McDowell obviously played some excellent golf over the course of the four days, but as Sunday wound down, it was more that he didn't lose the tournament than he won it.
I get why the Open is what it is. It puts the best players in the world to the biggest test they ever face on the stage of a major. But after watching Sunday's uninspiring conclusion, it made me wonder if holding the tournament at such difficult venues is really worth it.
Was it lacking legitimacy when Rory McIlroy tamed Congressional to the tune of a 16-under 268 at the 2011 Open? Will what Simpson did — eke out a one-shot victory largely because Furyk choked — be a footnote in history relative to Woods' 12-under 272 at Pebble Beach in 2000? Is it really in golf's best interest to make the site of our national championship so tough the best players in the world can't tame it?
Maybe it is. NBC said its ratings were up 29 percent from a year ago. Two factors are, to some extent, artificially inflating them, however. One is that the golf was much more competitive that last year, when McIlroy rolled to an eight-shot win. Another is that, with the tournament being played on the west coast, the key stages were shown in prime time. It's overly simplistic, at best, to say that the public craves higher scores.

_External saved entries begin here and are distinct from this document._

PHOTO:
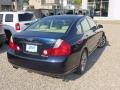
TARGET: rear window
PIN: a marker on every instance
(59, 25)
(1, 17)
(25, 17)
(9, 18)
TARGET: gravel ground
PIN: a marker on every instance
(103, 71)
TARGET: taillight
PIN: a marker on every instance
(17, 26)
(13, 46)
(61, 48)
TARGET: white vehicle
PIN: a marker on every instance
(16, 21)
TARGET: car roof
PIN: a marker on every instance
(15, 12)
(66, 16)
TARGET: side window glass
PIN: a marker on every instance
(85, 25)
(79, 29)
(9, 18)
(92, 23)
(1, 17)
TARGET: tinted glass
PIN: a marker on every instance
(79, 29)
(25, 17)
(91, 22)
(85, 25)
(59, 25)
(9, 18)
(1, 17)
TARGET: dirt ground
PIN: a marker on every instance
(103, 71)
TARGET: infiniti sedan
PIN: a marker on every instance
(57, 44)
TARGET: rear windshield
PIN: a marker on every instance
(59, 25)
(1, 17)
(25, 17)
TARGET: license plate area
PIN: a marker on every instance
(30, 48)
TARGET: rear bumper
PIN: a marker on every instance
(53, 65)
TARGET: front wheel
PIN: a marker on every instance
(83, 62)
(102, 42)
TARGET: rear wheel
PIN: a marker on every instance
(8, 35)
(83, 62)
(102, 42)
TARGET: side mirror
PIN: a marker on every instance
(100, 26)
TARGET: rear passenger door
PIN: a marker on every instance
(89, 35)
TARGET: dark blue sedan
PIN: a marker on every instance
(56, 44)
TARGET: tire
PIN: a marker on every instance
(102, 42)
(83, 62)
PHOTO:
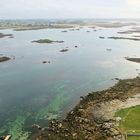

I'd contend more casual golf fans are like my dad and would rather spend Father's Day watching scores that start with a minus sign, not a plus sign. That doesn't necessarily make easier conditions the right thing to do, and golf is one of the few sports that might actually take something beyond ratings into consideration when making decisions.
There are a few things I do know. One is that the U.S. Open remains a distant third to The Masters and the British on the list of my favorite golf tournaments to watch. Lower scoring isn't the only reason for that, but it probably is a factor. Another is that I don't watch golf to see a top pro like Furyk turn into a bogey machine. Hold the Open at a more playable venue, and that's a lot less likely to happen.